Green continued: “I guess what I’m saying is how would we safeguard – should there be some clarity in the law that creates essentially like a firewall that would–“

“I’m not sure that I understand,” Cardozo said. “You’re increasing the cost to the municipality. I’m not sure who you’re protecting. If the developer goes out and buys a piece of property from someone and the state or the city would then condemn that property, I don’t quite know why that would happen and I don’t know who we’re protecting in your hypothetical. I guess I’m just not following it, sir.”

“Okay,” said Green, ending the colloquy.

Who would be protected? The rent-stabilized tenants.

Wylde’s defense

Wylde then gave a case for eminent domain, stressing a legitimate point: eminent domain is needed to control speculation, not people like Susette Kelo who just want to keep their homes but investors who try to make a killing in changing neighborhoods.

(Like, um, Shaya Boymelgreen?)

Wylde’s presentation had an air of some condescension, as she criticized the House of Representatives, which had just passed a bill (that ultimately stalled in the Senate) without having “a conversation with the people who have spent the last 40 years working on the revival of urban areas that we almost lost during the 60’s and 70’s.”

The people who revived Prospect Heights, however, did that without eminent domain.

“[I]f you haven’t spent a career in housing and economic development, it’s hard to come in and understand sort of how this framework of public/private relationships have been put together and how they have served the public good,” she said.

“We had no private market functioning in the City in the 60’s and 70’s," she said. "Our economy is very cyclical. The future of our City depends on constant private investment and rebuilding. We don’t have enough public money to the job alone.
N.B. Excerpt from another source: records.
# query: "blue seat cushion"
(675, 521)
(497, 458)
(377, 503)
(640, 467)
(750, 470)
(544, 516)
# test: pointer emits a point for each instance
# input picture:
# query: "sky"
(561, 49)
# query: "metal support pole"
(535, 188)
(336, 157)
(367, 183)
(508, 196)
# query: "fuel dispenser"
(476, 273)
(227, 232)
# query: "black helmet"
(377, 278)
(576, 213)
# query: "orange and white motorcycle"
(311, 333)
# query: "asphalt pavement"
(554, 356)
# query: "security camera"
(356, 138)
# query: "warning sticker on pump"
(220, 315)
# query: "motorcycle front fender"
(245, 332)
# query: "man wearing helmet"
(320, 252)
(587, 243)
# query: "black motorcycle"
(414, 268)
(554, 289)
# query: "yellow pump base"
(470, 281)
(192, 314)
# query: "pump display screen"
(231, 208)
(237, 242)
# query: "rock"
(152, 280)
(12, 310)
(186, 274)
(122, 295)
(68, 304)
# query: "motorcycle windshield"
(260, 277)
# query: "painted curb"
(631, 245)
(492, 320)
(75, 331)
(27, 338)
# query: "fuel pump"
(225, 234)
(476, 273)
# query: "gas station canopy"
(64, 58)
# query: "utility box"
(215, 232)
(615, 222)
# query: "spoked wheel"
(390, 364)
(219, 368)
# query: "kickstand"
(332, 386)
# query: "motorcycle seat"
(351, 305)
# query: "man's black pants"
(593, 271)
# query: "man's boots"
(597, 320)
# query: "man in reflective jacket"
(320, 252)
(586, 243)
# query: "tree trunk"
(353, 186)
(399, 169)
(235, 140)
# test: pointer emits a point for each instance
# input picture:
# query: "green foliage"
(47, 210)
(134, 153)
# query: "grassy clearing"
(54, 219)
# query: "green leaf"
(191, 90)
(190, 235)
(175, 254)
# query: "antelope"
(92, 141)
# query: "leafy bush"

We have to leverage private money.”

Local control redux

Weinstein asked Wylde if she’d recommend changes for localities outside New York City.

“My own bias is that land use and development are profoundly local decisions,” Wylde responded. “So I think that New York City’s model is a good one. I’m not familiar enough with what kind of abuses exist outside of New York City to be able to respond to that.”

She continued: “I can’t recall a situation in which New York State has come in and used its powers in New York City without a home rule invitation, the friendly condemnation invitation from the City.”

Well, the Atlantic Yards invitation came from the mayor’s office, not from the City Council.

Brodsky was skeptical, saying Cardozo’s “read of the statutes and mine don’t comport…. So, theoretically, if one wanted to build, let’s say, oh, a stadium on the West Side, the MTA could have used condemnation power to do that arguing that the proceeds to them were a transportation purpose. So, I do not accept yet, and we don’t know what the law is... That’s problem one. But I do not accept that the protections in place in New York within the City are adequate.”

Wylde responded, “And, if as you say there are state authorities that have the ability to come into New York City and its neighborhoods and exercise those powers in areas that are not strictly limited to their public infrastructure purpose, I think that’s wrong.”

Either she was condemning the ESDC’s Atlantic Yards plan or, more likely, criticizing state authorities that act without a home rule invitation.

Blight in Brooklyn

Assemblyman Daniel O’Donnell asked about blight: "Ten years ago some people may have argued that the Meatpacking District was blighted. Twenty years ago somebody would argue that DUMBO was blighted. Now, they’re the hottest, hippest places to be.”

Wylde suggested that DUMBO would not have come back without the use of eminent domain in downtown Brooklyn.

O'Donnell didn't buy it: “I was a downtown Brooklynite for almost a decade. That area, from my experience the process was very slow but it began a very long time ago. Some of the same economic engines that New York City has and its need for artists and art space and a variety of things drove the beginning of what DUMBO now is.”

ULURP inadequate

O’Donnell questioned the value of ULURP, noting that “those votes are regularly ignored at the upper levels of government…. As the person who used to chair those ULURP hearings, knowing that it was to some degree a horse and pony show because no matter how a unanimous vote in opposition to a ULURP at a community board was rarely given anything more than a glance by the people who are making the larger decisions and looking at the 50 year plan or whatever else it may be.”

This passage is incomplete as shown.